Set for detection of luminescence spectra (figure).
1 illuminator OSL-1 with a mercury lamp DRSH-250; 2 — filter UFS-6; 3 — initiation; 4 — cuvette with crystallophosphorus; 5 — condenser; 6 — spectrograph ISP-51; 7 — a regulator of speed of rotation of the prism; 8 — high voltage regulated power supply VSV-2; 9 — attachment of photovoltaic solar cells-1 with photomultiplier FEU-22; 10 — recording potentiometer EPP-17M-2
A muffle furnace with a thermostat that provides temperature to 1200 °C.
Tile electric.
Muffle furnace with thermostatic control, providing the temperature to 120 °C.

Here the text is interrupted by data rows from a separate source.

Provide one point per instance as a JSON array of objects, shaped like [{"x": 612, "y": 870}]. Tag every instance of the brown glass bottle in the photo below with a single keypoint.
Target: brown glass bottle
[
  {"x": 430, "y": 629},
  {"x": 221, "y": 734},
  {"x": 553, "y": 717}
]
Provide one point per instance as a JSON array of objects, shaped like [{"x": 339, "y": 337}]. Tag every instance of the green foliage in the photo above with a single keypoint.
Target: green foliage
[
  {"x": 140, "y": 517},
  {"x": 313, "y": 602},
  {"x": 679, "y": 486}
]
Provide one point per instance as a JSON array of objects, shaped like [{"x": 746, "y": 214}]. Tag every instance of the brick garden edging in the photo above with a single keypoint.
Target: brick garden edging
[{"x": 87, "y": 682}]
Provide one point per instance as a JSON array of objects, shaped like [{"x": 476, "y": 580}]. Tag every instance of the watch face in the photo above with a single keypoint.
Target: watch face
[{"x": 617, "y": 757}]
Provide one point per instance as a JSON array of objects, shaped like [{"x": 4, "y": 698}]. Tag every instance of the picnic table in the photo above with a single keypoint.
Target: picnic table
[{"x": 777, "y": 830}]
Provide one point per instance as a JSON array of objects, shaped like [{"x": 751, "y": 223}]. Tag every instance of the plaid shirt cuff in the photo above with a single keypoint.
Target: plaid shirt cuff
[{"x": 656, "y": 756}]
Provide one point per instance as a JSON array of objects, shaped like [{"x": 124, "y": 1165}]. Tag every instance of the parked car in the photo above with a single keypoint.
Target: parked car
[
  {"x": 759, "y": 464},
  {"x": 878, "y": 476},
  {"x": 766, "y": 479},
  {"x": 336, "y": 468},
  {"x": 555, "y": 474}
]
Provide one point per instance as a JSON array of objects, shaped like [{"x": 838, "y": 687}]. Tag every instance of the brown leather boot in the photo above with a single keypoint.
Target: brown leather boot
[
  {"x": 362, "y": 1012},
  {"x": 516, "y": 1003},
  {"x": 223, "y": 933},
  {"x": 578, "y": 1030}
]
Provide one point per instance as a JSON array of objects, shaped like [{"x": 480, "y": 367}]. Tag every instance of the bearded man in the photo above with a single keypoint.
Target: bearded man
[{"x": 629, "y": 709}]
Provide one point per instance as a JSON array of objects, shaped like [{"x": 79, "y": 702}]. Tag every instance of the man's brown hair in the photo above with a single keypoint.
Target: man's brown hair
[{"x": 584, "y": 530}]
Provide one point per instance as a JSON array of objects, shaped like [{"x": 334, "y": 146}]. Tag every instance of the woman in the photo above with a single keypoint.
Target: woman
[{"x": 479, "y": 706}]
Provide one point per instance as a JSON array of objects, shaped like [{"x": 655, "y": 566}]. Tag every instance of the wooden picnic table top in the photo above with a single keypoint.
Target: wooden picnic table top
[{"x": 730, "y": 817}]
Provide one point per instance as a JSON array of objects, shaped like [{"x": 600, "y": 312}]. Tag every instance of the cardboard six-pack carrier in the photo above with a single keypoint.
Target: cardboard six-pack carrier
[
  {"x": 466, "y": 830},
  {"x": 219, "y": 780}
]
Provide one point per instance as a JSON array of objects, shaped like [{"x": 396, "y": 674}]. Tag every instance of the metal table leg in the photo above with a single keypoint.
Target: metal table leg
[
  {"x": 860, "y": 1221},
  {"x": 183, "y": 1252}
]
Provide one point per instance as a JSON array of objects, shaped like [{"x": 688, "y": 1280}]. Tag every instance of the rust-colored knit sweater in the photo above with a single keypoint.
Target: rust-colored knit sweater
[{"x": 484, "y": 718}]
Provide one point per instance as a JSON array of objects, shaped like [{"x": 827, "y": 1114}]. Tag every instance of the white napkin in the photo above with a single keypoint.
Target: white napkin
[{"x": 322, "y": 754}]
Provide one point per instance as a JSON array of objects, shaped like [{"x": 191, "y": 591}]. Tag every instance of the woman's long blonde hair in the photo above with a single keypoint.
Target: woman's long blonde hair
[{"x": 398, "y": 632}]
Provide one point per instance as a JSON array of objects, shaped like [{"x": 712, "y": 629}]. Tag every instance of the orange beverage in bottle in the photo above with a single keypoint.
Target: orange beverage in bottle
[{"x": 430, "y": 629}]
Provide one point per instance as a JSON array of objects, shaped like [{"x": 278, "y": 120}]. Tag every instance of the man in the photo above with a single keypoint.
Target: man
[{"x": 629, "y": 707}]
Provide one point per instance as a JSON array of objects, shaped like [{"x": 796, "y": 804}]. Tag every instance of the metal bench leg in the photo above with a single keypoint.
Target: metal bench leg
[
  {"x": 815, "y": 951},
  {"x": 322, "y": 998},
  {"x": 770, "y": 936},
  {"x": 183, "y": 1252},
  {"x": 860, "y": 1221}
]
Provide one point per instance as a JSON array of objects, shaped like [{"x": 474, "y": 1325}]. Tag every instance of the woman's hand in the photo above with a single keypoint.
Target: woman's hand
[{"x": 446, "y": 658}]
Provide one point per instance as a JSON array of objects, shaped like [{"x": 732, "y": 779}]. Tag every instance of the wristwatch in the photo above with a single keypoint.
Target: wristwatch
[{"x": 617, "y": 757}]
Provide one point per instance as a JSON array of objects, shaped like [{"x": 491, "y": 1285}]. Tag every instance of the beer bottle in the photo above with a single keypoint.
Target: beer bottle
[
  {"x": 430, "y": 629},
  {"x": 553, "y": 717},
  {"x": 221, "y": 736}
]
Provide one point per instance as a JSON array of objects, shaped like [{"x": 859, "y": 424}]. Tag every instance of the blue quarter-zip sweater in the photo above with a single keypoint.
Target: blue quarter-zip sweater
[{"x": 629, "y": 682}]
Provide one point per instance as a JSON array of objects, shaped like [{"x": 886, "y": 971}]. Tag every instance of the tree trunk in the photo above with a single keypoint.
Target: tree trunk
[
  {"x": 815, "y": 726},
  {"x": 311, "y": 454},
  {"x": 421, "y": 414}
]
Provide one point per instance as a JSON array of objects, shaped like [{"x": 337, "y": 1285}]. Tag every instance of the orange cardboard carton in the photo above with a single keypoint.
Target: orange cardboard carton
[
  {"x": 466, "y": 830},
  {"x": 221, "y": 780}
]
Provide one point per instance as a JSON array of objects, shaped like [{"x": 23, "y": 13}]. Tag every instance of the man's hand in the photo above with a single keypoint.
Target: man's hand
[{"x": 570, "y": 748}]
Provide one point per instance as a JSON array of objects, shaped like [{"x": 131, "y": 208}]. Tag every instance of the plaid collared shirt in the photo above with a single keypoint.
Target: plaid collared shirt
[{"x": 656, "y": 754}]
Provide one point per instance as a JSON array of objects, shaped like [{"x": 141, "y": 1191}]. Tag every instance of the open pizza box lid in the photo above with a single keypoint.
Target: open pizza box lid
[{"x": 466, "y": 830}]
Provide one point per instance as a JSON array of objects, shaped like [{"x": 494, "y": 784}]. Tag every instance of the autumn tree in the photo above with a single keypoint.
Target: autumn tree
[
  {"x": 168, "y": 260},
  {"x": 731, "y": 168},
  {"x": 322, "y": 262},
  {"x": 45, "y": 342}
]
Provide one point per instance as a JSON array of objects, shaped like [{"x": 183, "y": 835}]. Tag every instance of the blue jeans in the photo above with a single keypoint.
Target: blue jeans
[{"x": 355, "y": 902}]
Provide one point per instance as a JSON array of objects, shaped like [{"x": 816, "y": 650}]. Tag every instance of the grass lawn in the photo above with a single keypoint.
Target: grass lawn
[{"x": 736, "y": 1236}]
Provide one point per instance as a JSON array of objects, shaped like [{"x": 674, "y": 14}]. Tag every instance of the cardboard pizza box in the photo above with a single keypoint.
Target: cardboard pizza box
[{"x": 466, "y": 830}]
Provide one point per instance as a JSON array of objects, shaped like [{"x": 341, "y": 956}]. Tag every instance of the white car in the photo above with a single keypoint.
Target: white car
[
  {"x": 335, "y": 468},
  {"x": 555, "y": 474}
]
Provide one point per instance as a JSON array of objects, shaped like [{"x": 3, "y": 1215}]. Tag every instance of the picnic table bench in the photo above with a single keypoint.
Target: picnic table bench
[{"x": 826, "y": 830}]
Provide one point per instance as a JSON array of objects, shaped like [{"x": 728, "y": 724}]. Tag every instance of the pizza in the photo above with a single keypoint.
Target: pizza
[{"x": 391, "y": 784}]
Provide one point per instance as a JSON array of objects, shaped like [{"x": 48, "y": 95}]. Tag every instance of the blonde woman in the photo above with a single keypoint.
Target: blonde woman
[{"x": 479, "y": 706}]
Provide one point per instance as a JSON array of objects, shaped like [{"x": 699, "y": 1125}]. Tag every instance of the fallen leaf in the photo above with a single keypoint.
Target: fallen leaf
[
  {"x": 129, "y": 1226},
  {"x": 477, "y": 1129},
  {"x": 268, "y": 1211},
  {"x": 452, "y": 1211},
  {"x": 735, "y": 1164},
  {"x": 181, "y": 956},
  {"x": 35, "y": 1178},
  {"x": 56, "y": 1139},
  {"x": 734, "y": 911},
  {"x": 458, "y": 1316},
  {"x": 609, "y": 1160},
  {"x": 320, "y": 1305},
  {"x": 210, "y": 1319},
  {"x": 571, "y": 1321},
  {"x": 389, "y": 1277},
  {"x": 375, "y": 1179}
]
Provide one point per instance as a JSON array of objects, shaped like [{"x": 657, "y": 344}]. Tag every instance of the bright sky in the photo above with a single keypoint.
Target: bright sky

Mortars and pestles, agate or from glass.
Crucibles porcelain N 3.
The quartz Cup with a capacity of 30−50 cm.
Nitric acid of high purity according to GOST 11125−84 diluted 1:1.
Ammonium undeviatingly according to GOST 9336−75, H. h
Sodium nitrate according to GOST 4168−79, a solution with a concentration of 50 g/DM.
Hydrochloric acid of high purity according to GOST 14261−77 diluted 1:1.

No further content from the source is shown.